The retired game show host visited Edmonton on Thursday to continue his campaign to have the city’s Valley Zoo send the aging and ailing Asian elephant to a sanctuary in San Andreas, Calif.
Mr. Barker said that while he’s delighted the zoo doesn’t plan to bring in any more elephants once Lucy dies, he doesn’t accept the facility’s claim that she’s better off where she is.
“We want them to talk to people . . . and come to terms with the fact that Lucy is not going to get better at the zoo,” he said.
The zoo has said Lucy is too sick to make the move.

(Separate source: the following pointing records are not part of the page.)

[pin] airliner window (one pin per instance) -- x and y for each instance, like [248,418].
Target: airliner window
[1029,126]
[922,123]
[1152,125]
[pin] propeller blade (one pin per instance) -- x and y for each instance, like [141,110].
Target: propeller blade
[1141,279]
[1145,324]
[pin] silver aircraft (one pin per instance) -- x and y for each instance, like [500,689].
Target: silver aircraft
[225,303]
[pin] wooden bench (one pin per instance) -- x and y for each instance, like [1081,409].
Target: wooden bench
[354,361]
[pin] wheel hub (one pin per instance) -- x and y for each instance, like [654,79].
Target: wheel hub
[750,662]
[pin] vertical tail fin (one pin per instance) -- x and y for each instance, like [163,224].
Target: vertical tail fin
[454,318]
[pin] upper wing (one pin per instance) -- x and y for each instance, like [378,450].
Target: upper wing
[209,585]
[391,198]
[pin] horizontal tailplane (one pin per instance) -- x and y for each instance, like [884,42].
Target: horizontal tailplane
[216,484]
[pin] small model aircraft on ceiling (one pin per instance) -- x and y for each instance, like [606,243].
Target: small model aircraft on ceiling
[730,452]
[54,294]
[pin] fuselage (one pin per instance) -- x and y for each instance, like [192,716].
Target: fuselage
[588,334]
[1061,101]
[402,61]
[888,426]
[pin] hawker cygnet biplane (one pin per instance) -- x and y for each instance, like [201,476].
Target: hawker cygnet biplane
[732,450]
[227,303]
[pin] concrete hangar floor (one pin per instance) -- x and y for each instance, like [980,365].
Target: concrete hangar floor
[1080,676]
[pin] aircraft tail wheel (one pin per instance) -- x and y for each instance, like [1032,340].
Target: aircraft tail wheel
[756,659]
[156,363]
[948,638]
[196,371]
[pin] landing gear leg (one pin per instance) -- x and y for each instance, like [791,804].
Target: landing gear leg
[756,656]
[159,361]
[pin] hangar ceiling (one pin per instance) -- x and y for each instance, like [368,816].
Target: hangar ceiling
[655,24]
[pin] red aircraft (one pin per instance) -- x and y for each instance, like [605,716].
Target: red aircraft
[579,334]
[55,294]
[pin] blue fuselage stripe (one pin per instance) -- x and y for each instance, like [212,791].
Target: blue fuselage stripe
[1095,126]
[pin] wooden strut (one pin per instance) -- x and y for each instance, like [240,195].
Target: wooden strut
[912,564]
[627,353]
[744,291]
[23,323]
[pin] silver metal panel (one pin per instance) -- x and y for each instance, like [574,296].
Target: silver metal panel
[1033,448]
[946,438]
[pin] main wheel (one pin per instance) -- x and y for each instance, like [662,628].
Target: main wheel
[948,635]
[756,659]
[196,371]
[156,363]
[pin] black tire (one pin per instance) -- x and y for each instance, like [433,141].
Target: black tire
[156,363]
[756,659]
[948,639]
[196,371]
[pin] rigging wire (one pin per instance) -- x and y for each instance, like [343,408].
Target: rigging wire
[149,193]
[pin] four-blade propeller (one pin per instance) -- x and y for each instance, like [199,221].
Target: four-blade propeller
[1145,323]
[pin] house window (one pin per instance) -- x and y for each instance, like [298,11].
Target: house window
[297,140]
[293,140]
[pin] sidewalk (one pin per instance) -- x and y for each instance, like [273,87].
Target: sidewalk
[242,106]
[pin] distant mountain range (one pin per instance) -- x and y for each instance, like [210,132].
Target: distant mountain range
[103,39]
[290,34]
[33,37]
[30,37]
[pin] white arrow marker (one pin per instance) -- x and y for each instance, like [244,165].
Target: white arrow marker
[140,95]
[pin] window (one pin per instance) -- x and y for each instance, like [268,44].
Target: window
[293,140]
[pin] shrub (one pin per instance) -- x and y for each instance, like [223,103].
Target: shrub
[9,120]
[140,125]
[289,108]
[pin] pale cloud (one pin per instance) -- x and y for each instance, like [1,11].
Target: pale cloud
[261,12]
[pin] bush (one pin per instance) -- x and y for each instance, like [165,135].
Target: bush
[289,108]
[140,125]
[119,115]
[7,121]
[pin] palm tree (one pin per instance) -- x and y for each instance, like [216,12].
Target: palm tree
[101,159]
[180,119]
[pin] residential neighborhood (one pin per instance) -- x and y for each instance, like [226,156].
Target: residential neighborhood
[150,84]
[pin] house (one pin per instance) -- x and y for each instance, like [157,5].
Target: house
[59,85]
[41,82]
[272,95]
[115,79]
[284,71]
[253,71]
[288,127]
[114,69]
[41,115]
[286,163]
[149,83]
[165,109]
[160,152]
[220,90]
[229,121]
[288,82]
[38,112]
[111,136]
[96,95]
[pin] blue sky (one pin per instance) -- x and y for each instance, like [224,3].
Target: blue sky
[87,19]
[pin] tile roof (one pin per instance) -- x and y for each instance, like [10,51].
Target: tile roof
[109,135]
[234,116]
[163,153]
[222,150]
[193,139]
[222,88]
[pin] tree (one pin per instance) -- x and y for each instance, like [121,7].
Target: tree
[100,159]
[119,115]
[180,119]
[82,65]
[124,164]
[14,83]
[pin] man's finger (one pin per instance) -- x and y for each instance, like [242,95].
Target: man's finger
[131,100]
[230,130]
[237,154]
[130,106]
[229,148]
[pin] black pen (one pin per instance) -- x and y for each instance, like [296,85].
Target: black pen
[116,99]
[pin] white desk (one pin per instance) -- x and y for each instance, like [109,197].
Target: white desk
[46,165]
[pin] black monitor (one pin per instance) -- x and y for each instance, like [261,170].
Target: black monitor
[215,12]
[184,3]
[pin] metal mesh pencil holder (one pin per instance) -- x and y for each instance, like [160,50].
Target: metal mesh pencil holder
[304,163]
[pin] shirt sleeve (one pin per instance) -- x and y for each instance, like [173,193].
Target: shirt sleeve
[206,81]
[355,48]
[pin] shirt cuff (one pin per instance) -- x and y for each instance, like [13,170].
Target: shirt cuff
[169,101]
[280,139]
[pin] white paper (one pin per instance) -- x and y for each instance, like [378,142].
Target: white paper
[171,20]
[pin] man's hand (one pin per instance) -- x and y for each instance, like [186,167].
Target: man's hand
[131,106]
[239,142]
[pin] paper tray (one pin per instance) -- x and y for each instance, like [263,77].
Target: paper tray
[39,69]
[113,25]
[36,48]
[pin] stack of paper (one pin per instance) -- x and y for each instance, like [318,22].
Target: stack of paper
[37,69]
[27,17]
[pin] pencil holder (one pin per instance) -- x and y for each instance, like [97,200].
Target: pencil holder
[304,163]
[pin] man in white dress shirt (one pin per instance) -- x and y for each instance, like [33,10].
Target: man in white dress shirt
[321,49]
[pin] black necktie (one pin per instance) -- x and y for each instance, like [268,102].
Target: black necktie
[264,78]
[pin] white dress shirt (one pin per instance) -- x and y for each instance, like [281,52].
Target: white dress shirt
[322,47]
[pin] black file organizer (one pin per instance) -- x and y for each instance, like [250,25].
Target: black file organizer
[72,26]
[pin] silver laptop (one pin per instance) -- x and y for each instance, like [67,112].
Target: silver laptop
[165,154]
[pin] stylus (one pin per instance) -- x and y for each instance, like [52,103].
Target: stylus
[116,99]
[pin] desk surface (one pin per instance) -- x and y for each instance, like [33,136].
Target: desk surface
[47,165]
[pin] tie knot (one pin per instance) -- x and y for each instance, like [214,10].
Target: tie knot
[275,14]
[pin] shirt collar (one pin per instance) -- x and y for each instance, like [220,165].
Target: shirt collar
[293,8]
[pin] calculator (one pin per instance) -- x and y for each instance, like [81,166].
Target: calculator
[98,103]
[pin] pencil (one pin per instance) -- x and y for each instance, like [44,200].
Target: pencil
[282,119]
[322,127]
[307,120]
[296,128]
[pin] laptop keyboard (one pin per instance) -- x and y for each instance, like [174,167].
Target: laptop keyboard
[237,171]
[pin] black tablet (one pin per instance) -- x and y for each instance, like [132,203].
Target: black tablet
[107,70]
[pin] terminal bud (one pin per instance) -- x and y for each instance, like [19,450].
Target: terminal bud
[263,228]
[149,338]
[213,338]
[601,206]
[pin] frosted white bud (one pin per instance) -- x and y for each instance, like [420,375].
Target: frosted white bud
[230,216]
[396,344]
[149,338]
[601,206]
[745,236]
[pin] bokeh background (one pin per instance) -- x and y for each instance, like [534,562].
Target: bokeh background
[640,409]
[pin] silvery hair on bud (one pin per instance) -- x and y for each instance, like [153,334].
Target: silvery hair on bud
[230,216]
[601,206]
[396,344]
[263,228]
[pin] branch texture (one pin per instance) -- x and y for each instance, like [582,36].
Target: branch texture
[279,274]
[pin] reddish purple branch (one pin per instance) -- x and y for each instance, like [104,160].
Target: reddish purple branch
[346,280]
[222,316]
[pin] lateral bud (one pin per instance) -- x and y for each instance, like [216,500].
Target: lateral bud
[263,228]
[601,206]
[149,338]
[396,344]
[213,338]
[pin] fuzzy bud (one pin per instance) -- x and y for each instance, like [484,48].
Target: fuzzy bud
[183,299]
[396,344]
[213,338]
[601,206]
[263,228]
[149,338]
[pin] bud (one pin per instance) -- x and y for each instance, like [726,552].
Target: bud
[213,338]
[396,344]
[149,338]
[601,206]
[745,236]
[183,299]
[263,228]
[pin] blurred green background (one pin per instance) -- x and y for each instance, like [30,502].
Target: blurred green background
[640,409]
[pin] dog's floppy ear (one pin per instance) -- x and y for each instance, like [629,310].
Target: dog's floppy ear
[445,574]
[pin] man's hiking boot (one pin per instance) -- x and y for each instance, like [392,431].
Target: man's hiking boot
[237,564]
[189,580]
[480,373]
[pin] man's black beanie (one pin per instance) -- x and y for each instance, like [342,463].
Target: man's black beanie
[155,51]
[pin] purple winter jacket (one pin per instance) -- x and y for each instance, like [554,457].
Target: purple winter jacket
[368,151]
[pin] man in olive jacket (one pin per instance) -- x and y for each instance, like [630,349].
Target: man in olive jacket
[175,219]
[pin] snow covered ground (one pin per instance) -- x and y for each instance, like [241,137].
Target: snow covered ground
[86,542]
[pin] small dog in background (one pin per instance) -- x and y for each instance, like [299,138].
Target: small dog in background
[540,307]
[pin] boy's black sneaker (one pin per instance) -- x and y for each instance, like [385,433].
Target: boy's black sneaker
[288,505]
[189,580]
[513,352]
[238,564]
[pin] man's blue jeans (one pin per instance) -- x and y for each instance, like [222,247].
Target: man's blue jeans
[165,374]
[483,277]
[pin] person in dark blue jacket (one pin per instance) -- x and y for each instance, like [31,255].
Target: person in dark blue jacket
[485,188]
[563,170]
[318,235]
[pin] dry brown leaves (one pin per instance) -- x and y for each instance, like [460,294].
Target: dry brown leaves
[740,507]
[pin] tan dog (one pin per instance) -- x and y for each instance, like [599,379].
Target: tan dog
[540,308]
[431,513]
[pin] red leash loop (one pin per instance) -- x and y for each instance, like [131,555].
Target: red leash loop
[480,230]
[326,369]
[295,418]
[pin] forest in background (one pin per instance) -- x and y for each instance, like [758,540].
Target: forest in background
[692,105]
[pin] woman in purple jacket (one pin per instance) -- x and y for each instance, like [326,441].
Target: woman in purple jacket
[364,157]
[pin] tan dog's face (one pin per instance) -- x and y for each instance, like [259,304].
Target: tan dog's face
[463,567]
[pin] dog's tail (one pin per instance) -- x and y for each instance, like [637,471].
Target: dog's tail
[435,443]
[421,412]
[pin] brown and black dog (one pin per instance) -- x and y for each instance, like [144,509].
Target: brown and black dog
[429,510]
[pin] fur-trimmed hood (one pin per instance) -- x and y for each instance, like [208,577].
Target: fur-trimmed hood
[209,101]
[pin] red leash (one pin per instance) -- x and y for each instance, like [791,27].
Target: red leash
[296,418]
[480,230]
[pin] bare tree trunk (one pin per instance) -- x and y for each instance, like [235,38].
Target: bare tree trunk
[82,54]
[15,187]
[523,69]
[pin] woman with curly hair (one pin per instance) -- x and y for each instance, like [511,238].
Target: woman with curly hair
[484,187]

Mr. Barker, visiting Edmonton along with several animal rights organizations, has been lobbying the city since last winter to ship Lucy to a sanctuary run by the Performing Animal Welfare Society.
There, she would live in a 12-hectare enclosure with four other female Asian elephants.
Mr. Barker, the former host of TV’s The Price is Right, was invited by the city to meet with Lucy and her veterinarian and other zoo staff.
Lucy’s breathing problems make it too dangerous to move her from the zoo, officials said this week.
Although a malformed 2.6-kilogram molar thought to be making it hard for her to breathe through her trunk fell out Aug. 28, a checkup last week by an international elephant expert showed her nasal passages are still severely constricted, zoo veterinarian Dr. Milton Ness said.
The examination by Dr. James Oosterhuis, principal veterinarian at the San Diego Wild Animal Park in California, included looking up her trunk with a three-metre fibre-optic endoscope while she was under sedation.
Mr. Ness said the latest information shows the stress of such a trip would make it so hard for her to get enough oxygen that it might kill her.
“To move her at the [limit] of her respiratory capacity, her ability to breathe . . . is tantamount to signing a certificate of her death.”
Edmonton’s community services general manager, Linda Cochrane, said the elephant’s well-being is her main concern.
“Let me be perfectly clear. Lucy will not be moved from the Valley Zoo. It’s time to end the debate and get on with the business of letting the trained staff go on with the task of caring for the animals,” she said.
“The city has the utmost confidence in this team of caregivers.”
At the Edmonton news conference, Barker was joined by elephant behaviour expert Dr. Joyce Poole, Ed Stewart, PAWS co-founder, and elephant veterinarian Dr. Dan Famini.
Mr. Barker and his entourage were to meet Lucy at the Edmonton Valley Zoo Thursday afternoon.